Habit Ledger Devlog: Building a Quantified Self Tracking App
Context: quantified-self brainrot (affectionate)
I’ve been part of the quantified self “track everything” world for over a decade, and I genuinely love tracking data about myself. Over time I’ve relied on a bunch of tools–ActivityWatch for computer history, sleep trackers like Sleep as Android (and currently Fitbit), plus habit/exercise/event tracking (reading, meditation, workouts, etc.).
The problem: exports that make me want to walk into the ocean
For a long time, I used an app called “Keep Track.” Then I finally bit the bullet and tried to export my data… and the exports were horribly horribly formatted. JSON, CSV, text–doesn’t matter: it’s a mess.
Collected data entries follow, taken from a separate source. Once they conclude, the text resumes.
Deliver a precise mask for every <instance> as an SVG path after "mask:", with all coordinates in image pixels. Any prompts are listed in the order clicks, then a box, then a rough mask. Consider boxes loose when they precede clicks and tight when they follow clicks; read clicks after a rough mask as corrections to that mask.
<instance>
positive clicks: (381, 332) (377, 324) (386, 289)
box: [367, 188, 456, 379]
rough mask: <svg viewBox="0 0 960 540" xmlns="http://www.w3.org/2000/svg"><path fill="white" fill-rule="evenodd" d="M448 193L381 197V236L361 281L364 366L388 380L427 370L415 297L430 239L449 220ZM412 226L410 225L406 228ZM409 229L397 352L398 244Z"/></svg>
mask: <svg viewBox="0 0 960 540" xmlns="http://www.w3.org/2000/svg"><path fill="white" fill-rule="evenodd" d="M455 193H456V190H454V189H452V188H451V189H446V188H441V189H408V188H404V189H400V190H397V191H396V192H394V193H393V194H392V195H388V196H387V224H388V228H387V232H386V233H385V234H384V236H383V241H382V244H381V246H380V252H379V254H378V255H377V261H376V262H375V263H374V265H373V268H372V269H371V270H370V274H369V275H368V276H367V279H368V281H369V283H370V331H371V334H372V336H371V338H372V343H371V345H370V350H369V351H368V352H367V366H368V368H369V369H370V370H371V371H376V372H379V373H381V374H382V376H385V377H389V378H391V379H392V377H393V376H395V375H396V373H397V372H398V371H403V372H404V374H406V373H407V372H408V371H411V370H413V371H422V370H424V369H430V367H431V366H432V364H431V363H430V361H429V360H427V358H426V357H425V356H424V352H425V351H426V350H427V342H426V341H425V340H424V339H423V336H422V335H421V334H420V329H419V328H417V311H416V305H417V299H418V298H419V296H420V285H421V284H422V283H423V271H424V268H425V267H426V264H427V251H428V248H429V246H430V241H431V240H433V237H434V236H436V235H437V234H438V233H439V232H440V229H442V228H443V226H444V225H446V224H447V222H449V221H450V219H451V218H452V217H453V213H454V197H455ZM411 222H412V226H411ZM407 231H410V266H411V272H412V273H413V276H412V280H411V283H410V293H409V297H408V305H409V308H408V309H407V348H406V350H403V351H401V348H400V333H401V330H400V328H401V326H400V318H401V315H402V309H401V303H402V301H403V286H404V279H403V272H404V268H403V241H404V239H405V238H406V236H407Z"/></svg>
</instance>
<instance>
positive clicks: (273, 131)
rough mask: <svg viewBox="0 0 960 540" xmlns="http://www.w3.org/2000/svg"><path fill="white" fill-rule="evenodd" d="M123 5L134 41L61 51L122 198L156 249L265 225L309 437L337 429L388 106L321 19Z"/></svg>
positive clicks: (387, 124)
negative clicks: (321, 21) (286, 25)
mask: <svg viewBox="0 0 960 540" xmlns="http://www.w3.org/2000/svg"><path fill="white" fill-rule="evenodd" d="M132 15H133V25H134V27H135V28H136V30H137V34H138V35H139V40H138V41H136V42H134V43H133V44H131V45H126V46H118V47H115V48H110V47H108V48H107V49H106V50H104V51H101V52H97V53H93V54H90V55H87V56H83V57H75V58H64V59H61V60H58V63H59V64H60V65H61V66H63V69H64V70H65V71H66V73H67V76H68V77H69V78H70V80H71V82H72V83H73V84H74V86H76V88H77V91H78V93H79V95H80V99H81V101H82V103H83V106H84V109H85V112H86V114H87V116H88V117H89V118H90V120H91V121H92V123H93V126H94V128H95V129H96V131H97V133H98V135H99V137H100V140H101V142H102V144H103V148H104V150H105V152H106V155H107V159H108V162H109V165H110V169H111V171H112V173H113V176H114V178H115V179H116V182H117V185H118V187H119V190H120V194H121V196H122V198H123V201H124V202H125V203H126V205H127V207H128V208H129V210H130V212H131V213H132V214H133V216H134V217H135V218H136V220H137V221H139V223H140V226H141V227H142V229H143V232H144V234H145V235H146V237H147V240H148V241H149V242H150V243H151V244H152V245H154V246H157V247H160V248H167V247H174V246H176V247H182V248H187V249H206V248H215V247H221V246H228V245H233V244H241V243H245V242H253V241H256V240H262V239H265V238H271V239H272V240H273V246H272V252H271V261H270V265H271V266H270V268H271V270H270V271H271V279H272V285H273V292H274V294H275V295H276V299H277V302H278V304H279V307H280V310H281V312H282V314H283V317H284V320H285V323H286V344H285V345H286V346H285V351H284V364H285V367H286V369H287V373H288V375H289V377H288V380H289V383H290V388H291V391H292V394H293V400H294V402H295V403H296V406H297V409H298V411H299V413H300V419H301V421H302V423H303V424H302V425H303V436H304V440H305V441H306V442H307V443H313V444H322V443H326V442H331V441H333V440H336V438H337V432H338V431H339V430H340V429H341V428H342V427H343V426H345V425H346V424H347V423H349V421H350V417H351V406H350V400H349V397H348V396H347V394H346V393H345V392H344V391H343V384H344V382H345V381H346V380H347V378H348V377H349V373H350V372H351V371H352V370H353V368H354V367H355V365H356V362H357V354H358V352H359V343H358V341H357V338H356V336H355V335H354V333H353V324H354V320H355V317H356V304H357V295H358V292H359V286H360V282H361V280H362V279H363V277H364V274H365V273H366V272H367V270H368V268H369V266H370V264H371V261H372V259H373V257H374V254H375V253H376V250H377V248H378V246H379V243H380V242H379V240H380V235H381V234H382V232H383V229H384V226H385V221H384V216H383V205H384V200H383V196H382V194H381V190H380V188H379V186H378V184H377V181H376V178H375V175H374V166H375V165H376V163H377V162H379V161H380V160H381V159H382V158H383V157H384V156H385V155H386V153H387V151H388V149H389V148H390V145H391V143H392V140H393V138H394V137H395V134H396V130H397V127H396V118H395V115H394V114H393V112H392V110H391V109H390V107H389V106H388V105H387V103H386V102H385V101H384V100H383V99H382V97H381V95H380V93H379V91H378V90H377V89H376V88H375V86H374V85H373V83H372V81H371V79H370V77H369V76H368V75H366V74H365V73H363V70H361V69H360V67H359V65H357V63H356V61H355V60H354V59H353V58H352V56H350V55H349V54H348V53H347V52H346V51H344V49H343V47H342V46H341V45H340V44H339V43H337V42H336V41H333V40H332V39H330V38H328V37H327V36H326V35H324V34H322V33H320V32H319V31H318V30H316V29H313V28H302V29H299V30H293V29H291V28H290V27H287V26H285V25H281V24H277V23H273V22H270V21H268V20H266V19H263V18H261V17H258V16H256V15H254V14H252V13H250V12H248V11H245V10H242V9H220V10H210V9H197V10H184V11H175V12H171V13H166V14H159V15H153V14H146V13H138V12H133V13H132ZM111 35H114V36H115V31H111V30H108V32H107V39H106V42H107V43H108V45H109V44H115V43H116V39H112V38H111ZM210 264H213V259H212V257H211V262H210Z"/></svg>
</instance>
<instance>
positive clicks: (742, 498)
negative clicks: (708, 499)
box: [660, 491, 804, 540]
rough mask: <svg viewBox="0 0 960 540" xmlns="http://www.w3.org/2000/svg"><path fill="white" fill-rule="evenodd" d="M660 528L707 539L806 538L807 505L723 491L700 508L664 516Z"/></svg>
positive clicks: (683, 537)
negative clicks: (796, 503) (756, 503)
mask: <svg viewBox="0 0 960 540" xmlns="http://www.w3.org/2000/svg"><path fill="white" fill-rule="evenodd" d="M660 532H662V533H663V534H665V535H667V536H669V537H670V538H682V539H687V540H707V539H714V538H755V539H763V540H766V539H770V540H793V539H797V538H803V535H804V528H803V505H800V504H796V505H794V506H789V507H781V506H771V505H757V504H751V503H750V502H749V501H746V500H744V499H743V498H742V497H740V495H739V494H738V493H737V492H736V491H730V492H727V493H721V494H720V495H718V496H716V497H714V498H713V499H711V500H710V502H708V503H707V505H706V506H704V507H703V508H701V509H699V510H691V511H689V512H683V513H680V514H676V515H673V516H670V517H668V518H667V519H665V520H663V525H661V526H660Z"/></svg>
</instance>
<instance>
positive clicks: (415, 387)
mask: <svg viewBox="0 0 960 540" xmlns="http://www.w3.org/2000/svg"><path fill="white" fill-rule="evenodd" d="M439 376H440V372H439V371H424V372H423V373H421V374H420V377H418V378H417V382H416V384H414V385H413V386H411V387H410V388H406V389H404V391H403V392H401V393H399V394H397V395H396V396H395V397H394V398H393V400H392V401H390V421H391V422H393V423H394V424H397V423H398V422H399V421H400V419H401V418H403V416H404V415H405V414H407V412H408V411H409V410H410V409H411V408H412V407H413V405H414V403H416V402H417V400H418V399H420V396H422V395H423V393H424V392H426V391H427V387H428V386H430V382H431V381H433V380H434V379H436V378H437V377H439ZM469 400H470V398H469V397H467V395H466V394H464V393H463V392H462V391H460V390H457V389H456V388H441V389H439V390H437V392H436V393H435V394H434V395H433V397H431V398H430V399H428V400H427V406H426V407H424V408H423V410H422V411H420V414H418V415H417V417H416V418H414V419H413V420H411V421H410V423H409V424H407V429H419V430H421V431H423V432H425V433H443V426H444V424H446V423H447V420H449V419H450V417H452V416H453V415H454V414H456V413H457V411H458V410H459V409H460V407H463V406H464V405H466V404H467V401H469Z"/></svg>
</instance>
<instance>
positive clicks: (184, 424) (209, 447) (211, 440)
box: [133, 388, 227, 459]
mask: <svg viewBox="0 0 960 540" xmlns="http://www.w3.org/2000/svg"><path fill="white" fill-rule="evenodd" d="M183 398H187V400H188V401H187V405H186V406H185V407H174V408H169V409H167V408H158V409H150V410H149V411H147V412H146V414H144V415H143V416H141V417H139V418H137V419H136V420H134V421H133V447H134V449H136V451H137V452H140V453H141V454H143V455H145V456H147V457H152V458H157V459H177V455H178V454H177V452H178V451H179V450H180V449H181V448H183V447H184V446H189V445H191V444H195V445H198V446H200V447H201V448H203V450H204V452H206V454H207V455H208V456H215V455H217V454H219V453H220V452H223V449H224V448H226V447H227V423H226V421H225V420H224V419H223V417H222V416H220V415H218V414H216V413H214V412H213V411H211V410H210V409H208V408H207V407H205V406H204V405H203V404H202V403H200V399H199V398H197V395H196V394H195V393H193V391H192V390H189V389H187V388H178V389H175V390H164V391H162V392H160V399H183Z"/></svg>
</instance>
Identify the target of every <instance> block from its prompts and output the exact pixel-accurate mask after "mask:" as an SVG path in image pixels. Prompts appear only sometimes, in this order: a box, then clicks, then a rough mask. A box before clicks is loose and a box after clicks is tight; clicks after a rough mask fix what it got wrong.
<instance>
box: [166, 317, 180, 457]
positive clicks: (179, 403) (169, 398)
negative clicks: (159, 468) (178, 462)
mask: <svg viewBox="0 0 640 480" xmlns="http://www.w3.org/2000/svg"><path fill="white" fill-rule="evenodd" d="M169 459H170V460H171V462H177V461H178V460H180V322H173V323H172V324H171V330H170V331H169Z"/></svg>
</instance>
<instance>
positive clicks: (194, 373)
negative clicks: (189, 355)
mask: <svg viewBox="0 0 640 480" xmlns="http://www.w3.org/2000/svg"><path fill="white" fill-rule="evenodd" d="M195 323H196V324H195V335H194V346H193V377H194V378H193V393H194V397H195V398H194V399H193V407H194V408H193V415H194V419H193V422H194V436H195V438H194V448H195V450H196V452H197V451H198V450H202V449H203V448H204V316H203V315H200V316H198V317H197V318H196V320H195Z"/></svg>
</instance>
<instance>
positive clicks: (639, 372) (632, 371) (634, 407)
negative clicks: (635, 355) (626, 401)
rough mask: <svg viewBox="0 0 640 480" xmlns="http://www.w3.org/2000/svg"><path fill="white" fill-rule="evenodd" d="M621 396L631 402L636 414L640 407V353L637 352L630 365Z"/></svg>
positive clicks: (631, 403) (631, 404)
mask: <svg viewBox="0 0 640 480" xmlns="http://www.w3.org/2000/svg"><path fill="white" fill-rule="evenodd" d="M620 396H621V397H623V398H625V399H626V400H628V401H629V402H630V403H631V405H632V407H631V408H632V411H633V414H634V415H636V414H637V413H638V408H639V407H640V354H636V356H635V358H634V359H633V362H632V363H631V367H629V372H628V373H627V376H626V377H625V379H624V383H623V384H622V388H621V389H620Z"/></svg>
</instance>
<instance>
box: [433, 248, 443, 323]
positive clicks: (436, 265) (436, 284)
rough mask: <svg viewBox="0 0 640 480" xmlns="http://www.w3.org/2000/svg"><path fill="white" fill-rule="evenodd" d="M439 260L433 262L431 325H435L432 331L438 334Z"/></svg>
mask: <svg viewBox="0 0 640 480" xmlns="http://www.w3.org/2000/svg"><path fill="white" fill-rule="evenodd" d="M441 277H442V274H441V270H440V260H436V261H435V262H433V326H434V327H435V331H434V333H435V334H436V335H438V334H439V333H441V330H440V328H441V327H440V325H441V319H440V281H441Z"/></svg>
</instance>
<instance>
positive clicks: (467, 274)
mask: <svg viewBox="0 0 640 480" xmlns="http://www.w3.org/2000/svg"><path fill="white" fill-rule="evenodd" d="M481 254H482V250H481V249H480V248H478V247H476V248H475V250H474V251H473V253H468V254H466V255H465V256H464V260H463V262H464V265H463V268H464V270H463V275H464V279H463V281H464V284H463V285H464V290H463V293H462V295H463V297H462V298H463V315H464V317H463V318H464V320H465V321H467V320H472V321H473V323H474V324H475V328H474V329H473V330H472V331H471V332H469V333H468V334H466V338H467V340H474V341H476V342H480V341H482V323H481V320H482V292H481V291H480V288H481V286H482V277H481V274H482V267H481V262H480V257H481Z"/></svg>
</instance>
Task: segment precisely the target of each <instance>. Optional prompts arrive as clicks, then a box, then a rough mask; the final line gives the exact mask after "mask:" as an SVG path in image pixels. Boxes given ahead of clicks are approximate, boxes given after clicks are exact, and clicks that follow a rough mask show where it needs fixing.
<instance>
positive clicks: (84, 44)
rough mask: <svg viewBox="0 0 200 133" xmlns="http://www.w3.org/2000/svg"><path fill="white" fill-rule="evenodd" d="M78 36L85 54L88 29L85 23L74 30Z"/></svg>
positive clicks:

Why that’s unacceptable (for me)
I need clean data that can go straight into my metrics dashboard and be parsed cleanly over time–tens of thousands of datapoints, not “eh close enough.” Also: I needed habit entry to be stupid easy, because if it’s not frictionless, I won’t keep up with it.
The solution: Habit Ledger
So I built Habit Ledger–a very simple app (not on the App Store; just a personal APK).
What it does:
- Makes it easy to track + export the habits/activities I log manually.
- Adds customizable home screen widgets for each activity, so logging becomes quick-tap muscle memory.
- Stores entries in a simple database, then outputs a reformatted export that can go straight into my system without me writing a bunch of brittle cleanup scripts.
Current state
It’s intentionally minimal: quick entry, clean export, done. “It’s really that simple.”